Superphysics Superphysics
Articles 7-9

The Parts of the Body

by Rene Descartes Icon
3 minutes  • 577 words
Table of contents

7. The Parts of the Body, and Some of Their Functions

The food we eat goes down into the stomach and intestines.

From there, their juice flows into the liver and all the veins, mixing with the blood they contain, and thus increasing its quantity.

All the blood from the veins can easily flow from the vena cava into its right side.

From there, it passes into the lungs through the pulmonary artery. It then returns from the lungs into the left side of the heart through the the pulmonary vein.

Finally, it pass from there into the aorta, whose branches spread throughout the body.

The blood starts from the right cavity of the heart through the pulmonary artery.

The pulmonary artery’s branches are:

  • scattered throughout the lungs
  • joined to those of the pulmonary vein

Blood goes into the pulmonary vein from the lungs into the left side of the heart.

From there, it goes into the aorta, whose branches:

  • spread throughout the rest of the body
  • are joined to the branches of the vena cava.

The vena cava again carries the same blood into the right cavity of the heart.

These two cavities are like locks through each of which all the blood passes with each turn it makes in the body.

All the movements of the limbs depend on the muscles.

These muscles are opposed to each other in such a way that when one of them shortens, it pulls towards itself the part of the body that it is attached to.

  • This simultaneously lengthens the muscle that is opposed to it.

If that latter muscle shortens, the former lengthens.

  • That shortened muscle pulls towards itself the part attached to it.

These muscle movements, as well as all the senses, depend on the nerves.

The nerves are like little threads or small tubes. These all:

  • come from the brain
  • contain, with the brain, the animal spirits
    • This is a very subtle air or wind

8. The Principle of All These Functions

How do these animal spirits and these nerves contribute to movements and senses?

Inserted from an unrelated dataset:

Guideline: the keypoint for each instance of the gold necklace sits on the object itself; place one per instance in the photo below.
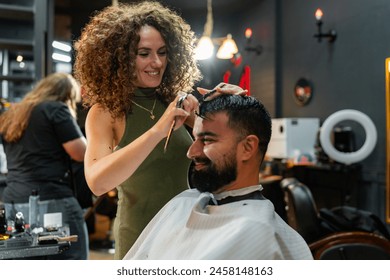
(152, 116)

What is the corporeal Principle that makes them act?

While we are alive, there is a continuous heat in our heart.

It is a kind of fire maintained by the blood from the veins.

This fire is the corporeal principle of all the movements of our limbs.

9. How the Heart Moves

This heat first dilates the blood to fill the cavities of the heart.

This causes the blood to occupy a larger space. It rushes forcefully:

  • from the right cavity into the pulmonary artery
  • from the left cavity into the aorta.

After this dilation ceases, new blood immediately enters from the vena cava into:

  • the right cavity of the heart
  • the left cavity from the pulmonary vein.

There are small flaps at the entrances of these 4 vessels. These ensure that the blood can only:

  • enter the heart through the last two
  • exit through the first two.

The new blood that enters the heart is immediately decompressed in the same way as the previous one.

The pulse or beating of the heart and arteries consists only in this.

  • This beating is repeated as many times as new blood enters the heart.

This alone also:

  • gives the blood its movement
  • makes it flow very quickly through all the arteries and veins

Through this flow, it carries the heat from the heart to all other parts of the body to nourish them.